Pendelaar Robben: “Ik ben altijd een beetje de klasclown geweest”

Elke week grijpt Metro een pendelaar bij de kraag voor een kort gesprek. Achter elke anonieme reiziger schuilt immers een verrassende persoonlijkheid. Deze week is het de beurt aan , een 18-jarige student sportjournalistiek.
door
Janne
Leestijd 3 min.

ZICHT

In september ben ik voor de eerste keer alleen met mijn vrienden op reis geweest, naar Boedapest. Het was de mooiste reis die ik al gemaakt heb. Ik ken mijn beste vrienden allemaal al sinds de kleuterklas of lagere school.
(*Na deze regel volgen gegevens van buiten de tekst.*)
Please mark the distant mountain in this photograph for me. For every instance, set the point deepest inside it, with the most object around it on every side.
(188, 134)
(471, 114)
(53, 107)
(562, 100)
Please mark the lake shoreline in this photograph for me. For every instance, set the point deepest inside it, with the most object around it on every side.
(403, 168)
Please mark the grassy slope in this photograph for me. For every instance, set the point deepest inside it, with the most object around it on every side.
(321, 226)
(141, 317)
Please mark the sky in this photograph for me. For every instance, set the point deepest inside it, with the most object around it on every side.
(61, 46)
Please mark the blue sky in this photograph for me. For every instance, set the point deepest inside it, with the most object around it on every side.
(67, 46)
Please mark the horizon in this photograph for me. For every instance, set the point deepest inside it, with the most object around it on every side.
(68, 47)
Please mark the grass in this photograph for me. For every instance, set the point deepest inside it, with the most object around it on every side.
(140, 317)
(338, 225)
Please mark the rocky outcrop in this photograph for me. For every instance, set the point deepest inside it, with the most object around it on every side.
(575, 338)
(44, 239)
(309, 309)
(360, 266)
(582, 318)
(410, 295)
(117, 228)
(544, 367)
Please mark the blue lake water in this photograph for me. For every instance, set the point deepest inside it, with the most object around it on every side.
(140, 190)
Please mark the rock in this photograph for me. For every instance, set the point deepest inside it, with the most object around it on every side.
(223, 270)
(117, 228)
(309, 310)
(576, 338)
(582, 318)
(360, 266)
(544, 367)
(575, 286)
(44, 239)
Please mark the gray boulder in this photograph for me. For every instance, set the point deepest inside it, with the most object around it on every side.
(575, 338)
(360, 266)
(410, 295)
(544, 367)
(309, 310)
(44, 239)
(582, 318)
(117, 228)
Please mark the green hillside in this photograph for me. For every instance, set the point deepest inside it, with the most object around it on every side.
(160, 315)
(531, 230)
We speelden ook in dezelfde voetbalploeg. Tot vorig jaar, want dan is iedereen ermee gestopt, behalve ik. Ik vind het jammer, maar ik respecteer het. Zij hebben voor de scouts gekozen, ik voor het voetbal. Gelukkig wonen we allemaal in dezelfde buurt en in september gaan we opnieuw op reis.

GEHOOR

Ik luister constant naar muziek, vooral naar hiphop. Ik schrijf ook zelf teksten. Bijna twee jaar geleden ontmoette ik een vriend die er ook mee bezig was. Hij kende een producer en zo ben ik ook begonnen. Ik rap in het Engels als Robbish. Die naam zat al heel lang in mijn hoofd. Ik kan echt onder de indruk zijn van muzikanten die moeilijke onderwerpen zo goed kunnen verwoorden. Als je dan ziet hoe sommige Nederlandse rappers met een paar onnozele woorden zo gemakkelijk scoren, maakt dat me kwaad.

SMAAK/SPRAAK

Ik eet vaak uit verveling. Vroeger ging ik meestal op zoek naar koekjes en chips of als het echt moest, een stuk fruit. Sinds kort probeer ik toch gezonder te eten. Als ik dan bij mijn vriendin kom, waar de koekenkast altijd uitpuilt van lekkernijen, doet het wel pijn om nee te zeggen. Maar ik hou het wel vol. Ik kon altijd eten wat ik wilde, zonder bij te komen. Op een bepaald moment stopt dat en dan moet je snel zijn. Ondertussen zie ik mijn vrienden die gestopt zijn met voetballen allemaal verdikken.

REUK

Ik heb al vijf keer mijn neus gebroken, bijna altijd tijdens het voetballen. Die keer toen ik een goal binnenkopte en tegelijk de voet van een tegenstander in mijn gezicht kreeg, was de ergste. Daarna stond mijn neus helemaal scheef. Ik heb er echt mee gezeten. Na de operatie was ik nog onzekerder, omdat hij niet helemaal terug recht stond. Ik dacht: ik ga nooit een lief vinden! (lacht) Als ik nu een bal in mijn gezicht krijg, voel ik meteen aan mijn neus. Maar ik ga ervan uit dat het nog zal gebeuren.

TAST

Het eerste dat ik kreeg toen ik geboren werd, was een truitje van RSC Anderlecht. Al sinds mijn derde wilde ik voetballen. Op vijf jaar was ik eindelijk oud genoeg om te beginnen en sindsdien ben ik nooit meer gestopt. Vroeger wilde ik profvoetballer worden, maar eigenlijk voetbal ik vooral omdat ik het graag doe. Ik speel nu al mijn vijftiende seizoen bij Tenstar Melle en ben er nog nooit met tegenzin naartoe getrokken. De combinatie met studies of werk wordt wel moeilijk, maar stoppen doe ik nooit.

ZESDE ZINTUIG

Ik probeer van alles de humor in te zien. Ik ben altijd een beetje de klasclown geweest. Op school zaten ook mijn vrienden, dan moest ik er ook plezier maken. Ik kon toch niet een hele dag zwijgen en stilzitten? Ik ben vaak in de problemen gekomen. Bijna elk jaar moest ik vechten om er te geraken, maar uiteindelijk heb ik mijn diploma behaald. Daar ben ik trots op. Ik heb het sommige leerkrachten lastig gemaakt, maar ik heb me wel geamuseerd en er veel vrienden aan overgehouden. Ik heb geen spijt.